Toshiba Chairman Quits Over $3.4 Billion Loss

Toshiba, the Japanese technology conglomerate, has spent the better part of a decade and billions of dollars situating itself as one of the most prominent players in the global nuclear power industry by buying up rivals. Although Toshiba’s growth has been impressive, it has resulted in a financial disaster that appears to be growing worse.

In December 2016, Toshiba warned that it would need to write off “several billion U.S. dollars” because of its purchase of American construction firm CB&I Stone & Webster, a firm that specializes in projects involving nuclear power.

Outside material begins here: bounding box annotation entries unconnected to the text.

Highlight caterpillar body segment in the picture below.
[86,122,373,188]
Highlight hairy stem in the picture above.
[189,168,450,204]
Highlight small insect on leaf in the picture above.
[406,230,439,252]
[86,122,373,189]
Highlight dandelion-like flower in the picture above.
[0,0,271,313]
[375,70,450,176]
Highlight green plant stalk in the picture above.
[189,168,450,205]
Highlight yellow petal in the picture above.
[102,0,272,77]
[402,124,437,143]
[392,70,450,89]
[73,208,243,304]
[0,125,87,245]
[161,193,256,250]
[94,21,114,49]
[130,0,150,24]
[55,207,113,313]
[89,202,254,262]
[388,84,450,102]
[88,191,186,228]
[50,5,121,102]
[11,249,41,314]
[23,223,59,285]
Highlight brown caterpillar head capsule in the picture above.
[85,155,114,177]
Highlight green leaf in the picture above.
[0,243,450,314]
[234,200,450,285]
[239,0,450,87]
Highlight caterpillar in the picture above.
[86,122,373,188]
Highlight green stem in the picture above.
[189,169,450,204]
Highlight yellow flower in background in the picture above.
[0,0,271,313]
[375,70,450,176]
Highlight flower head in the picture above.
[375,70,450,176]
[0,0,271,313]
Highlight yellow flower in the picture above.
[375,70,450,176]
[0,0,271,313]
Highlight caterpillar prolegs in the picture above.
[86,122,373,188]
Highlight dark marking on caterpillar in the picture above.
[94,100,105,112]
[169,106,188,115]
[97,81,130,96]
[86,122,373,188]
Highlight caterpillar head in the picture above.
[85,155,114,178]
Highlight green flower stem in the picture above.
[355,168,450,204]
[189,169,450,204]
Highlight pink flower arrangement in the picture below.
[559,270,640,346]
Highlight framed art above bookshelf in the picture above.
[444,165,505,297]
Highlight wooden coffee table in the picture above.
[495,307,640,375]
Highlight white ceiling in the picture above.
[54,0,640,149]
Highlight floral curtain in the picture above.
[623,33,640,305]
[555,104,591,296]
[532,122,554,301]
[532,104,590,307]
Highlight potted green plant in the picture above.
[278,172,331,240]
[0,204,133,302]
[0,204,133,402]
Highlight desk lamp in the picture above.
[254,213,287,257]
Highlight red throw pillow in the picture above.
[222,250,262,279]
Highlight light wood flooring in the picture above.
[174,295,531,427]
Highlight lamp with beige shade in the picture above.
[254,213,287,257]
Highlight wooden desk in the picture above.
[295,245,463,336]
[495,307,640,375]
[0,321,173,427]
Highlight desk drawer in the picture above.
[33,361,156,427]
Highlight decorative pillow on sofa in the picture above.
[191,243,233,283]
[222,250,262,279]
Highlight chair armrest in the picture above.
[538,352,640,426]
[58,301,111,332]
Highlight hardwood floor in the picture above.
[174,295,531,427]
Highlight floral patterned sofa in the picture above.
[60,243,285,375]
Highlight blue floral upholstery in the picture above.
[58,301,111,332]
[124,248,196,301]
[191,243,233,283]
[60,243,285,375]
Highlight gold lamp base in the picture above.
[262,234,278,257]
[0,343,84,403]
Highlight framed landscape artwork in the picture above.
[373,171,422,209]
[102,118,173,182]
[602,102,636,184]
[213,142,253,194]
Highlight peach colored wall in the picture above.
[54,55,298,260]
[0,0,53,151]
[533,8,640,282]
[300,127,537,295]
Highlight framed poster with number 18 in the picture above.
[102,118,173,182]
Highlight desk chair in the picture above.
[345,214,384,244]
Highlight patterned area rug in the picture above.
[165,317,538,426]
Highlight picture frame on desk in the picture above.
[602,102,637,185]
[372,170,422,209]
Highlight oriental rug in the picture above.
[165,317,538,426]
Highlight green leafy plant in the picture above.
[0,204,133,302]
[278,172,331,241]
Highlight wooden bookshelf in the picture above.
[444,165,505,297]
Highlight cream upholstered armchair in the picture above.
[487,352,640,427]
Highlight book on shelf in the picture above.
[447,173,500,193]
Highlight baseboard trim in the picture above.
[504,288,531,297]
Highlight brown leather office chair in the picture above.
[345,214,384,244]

This potential write-off triggered alarm in the financial industry given that Toshiba’s nuclear subsidiary in the United States, Westinghouse, bought the business for $229 million. Westinghouse’s 2015 purchase of CB&I Stone & Webster was geared towards winning more business in the spheres of decontamination, decommissioning, and plant projects. Following the warning announcement, Toshiba’s share price dropped 12%.

On February 14, Toshiba announced that it planned to write off more than $6 billion and withdraw from the business of building nuclear power plants as the impact of its disastrous bet on the American nuclear industry started to rock Japan’s corporate landscape.  Following this announcement, Toshiba’s Chairman, Shigenori Shiga confirmed that he would resign, putting an end to weeks of speculation about the chairman’s future.

Toshiba has announced that it is set to report a net loss of 390bn yen, or $3.4 billion, heading into March 2017. This volatile situation has caused analysts to predict that the company’s future may be at risk. In a last-ditch attempt to preserve the value of the company, Toshiba has already announced their plans to sell off a portion of its successful memory chip department in order to raise funds.

Prior to the current scandal, Toshiba had been struggling to recover after news broke in 2015 that the company had overstated profits for seven years, a revelation that prompted the former chief executive to resign.

The company said that it will reorganize its nuclear business under Toshiba’s President, Satoshi Tsunakawa, in order to ensure stricter monitoring. Tsukanawa has said that the company is currently looking for potential partners to acquire a stake in Westinghouse.  He bowed to the crowd at the news conference to apologize for “troubling investors and stakeholders.”